Being “pledged to be married” is a state akin to being “engaged,” but more legally binding.

This rule surprised me. I had been expecting that a man caught raping a woman would be executed. And the fact that the girl now has to marry the man who raped her… well, it seems counterintuitive to me. However, the cultural context is again very important here: If the man were executed, what would happen to the girl? Since she would no longer be a virgin, no man would want to marry her, and so she’d have no means of supporting herself. (And, along those lines, I’m sure the Israelites had as much of a tendency to “blame the victim” as we do in 21st Century North America—there would always be a lingering doubt, in men’s minds, as to whether she was really raped or not.)

  • If a man is out in the country—as opposed to being within a city—and comes across a girl who is pledged to be married, and he rapes her, he is to be executed. Again, no method of execution is given.
This one makes more sense to me than the previous one. The man rapes a woman, and he is executed for it. It “feels” more like justice to me, and doesn’t leave the lingering uncomfortableness that the previous rule left. However, in my mind, this law also depends on the man who is currently betrothed to the woman going through with it, and marrying her, even though she is no longer a virgin. If he didn’t, then again, the woman would be destitute, and would have nowhere to turn to provide for herself.
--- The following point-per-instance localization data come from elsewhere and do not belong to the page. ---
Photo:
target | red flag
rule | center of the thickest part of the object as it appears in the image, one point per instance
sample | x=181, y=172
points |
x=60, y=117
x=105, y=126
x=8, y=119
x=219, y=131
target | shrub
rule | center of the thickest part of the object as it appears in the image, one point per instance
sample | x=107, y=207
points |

  • On the other hand, if the same thing happens, but within a city, both the man and the woman are to be executed: “the girl because she was in a town and did not scream for help, and the man because he violated another man’s wife” (verse 24).
And again, this one leaves a bad taste in my mouth. I don’t understand it. Even if the woman were being raped within a city, what are probably going to be the first words out of the man’s mouth? I’m guessing something along the lines of, “scream and I’ll kill you.” If I were writing the laws—and this is heresy, I realize that—I would have had the man executed, just as he was in the previous law.

Finally:

  • A man is not to marry his father’s wife—since it’s worded this way, I assume this means that a man cannot marry his mother or his step-mother—because this would “dishonor his father’s bed” (verse 30).

Thoughts

When I say things like, “this law makes sense to me,” or, “that law doesn’t make sense to me,” don’t think that I’m offering judgements on God’s law; I mean just what I’m saying: whether or not the laws make sense to me. As I’ve been saying in other posts, if it doesn’t make sense to me, the problem is with me, and my understanding, not with the law.

I don’t know if I’m overstating the case, when I talk about women not being able to support themselves on their own. For the most part, I’m inferring that, from other passages, and rules such as the ones in this passage.

As life goes on, and I read the Bible over and over again, I’ll continue to come to passages like this, that I don’t understand, and hopefully God will provide more understanding as time goes by.